Lake Erie commercial and recreational anglers saw a decrease in Total Allowable Catch (TAC) for perch when the Lake Erie Committee (LEC), composed of fishery managers from both sides of the lake, announced new quotas in late March.
Only one of Lake Erie’s four management units (MU), saw a TAC increase for perch.
Management Unit (MU) 1, waters west of Point Pelee, saw an increase of 20%. MU 2, which stretches from Point Pelee to Rondeau Bay, saw a 70% decrease. MUs 3 and 4, saw respective decreases of 15 and 20%.
“As a result of several years of poor recruitment, MNRF is concerned about the status of yellow perch in the central basin,” said Richard Drouin, lead management biologist with the Ontario Ministry of Natural Resources Lake Erie Management Unit.
That region of Lake Erie has experienced several years of poor hatches.
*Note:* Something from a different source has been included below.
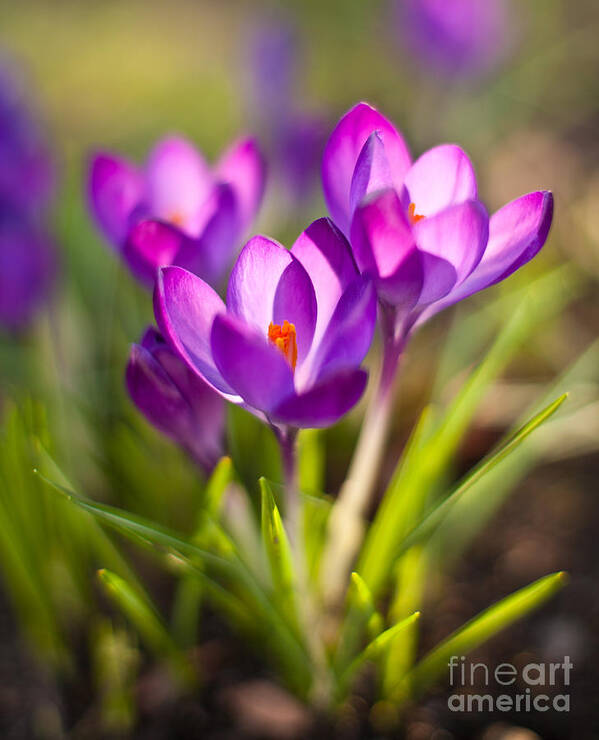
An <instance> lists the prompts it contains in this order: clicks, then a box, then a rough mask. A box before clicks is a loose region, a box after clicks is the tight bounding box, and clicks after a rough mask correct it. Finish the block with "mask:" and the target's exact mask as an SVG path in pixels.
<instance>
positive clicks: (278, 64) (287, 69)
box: [245, 18, 327, 205]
The situation is serious enough in MU2 that it is approaching “lower sustainability limits.”
Drouin said factors contributing to the poor recruitment and survival of perch in the central basin include environmental stressors such as increased temperature and reduced oxygen, declines in forage species, increased predation, and competition for food driven by increased walleye abundance.
That same announcement saw the LEC increase the Total Allowable Catch (TAC) for walleye by 20%. Drouin said the increase is being driven by good recruitment in 2015, 2018, and 2019.